Gross Anatomy of the Integumentary System

The skin is made up of two mutually dependent layers that are distinguished based on their structure and location. These layers – the epidermis and the dermis – contain a variety of structures, including blood vessels, hair follicles, and sweat glands. Beneath the dermis lies the hypodermis (subcutis). It is composed mainly of fatty tissue.

Epidermis, Dermis, and Hypodermis illustration
Layers of the skin. The epidermis is the outermost layer of the skin (top of image). The dermis is located beneath the epidermis. Blood vessels, sensory receptors, and connective tissue components are seen here. Hair follicles in the dermis extend up through the epidermis, and hair shafts protrude out from the skin surface. The hypodermis layer is located beneath the dermis.
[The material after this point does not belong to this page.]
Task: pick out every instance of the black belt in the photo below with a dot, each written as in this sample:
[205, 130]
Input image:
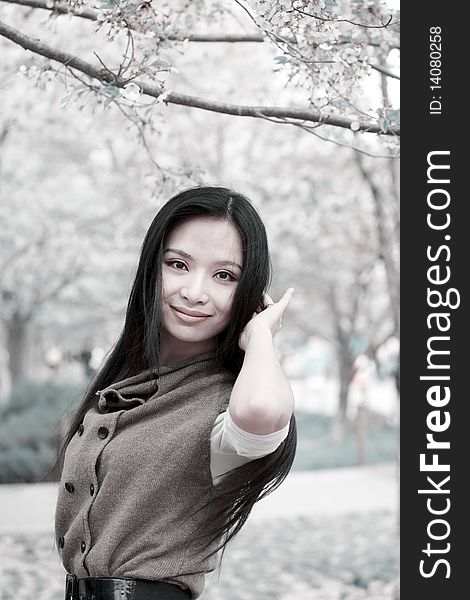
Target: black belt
[121, 588]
The most superficial layer, the epidermis, is composed of stratified squamous epithelia that are keratinized at the outermost surface, melanocytes, immune cells (Langerhans that modulate immune response) and sensory receptors (Merkel cells that detect light touch). The function of the epidermis layer is “protection.” The keratinocytes and immune cells help protect the skin.

The dermis lies beneath the epidermis and is composed of two layers of connective tissue: a loose layer (papillary) and a dense irregular layer (reticular). Both layers of the dermis contain connective tissue components (collagen, elastin, fibroblasts), plus blood vessels, sensory receptors and lymphatics. The dermis is a “functional” layer. The dermis is connective tissue that can stretch and retract because of the strong and elastic extracellular matrix. The dermis also contains nerves.

Beneath these two layers lies the hypodermis, composed of loose connective tissue (adipose and areolar). The hypodermis is the “connection” layer. It connects the integument (epidermis and dermis) to organs and muscles in the body. This layer contains adipose tissue and connective tissue as well as blood vessels, nerves and immune cells.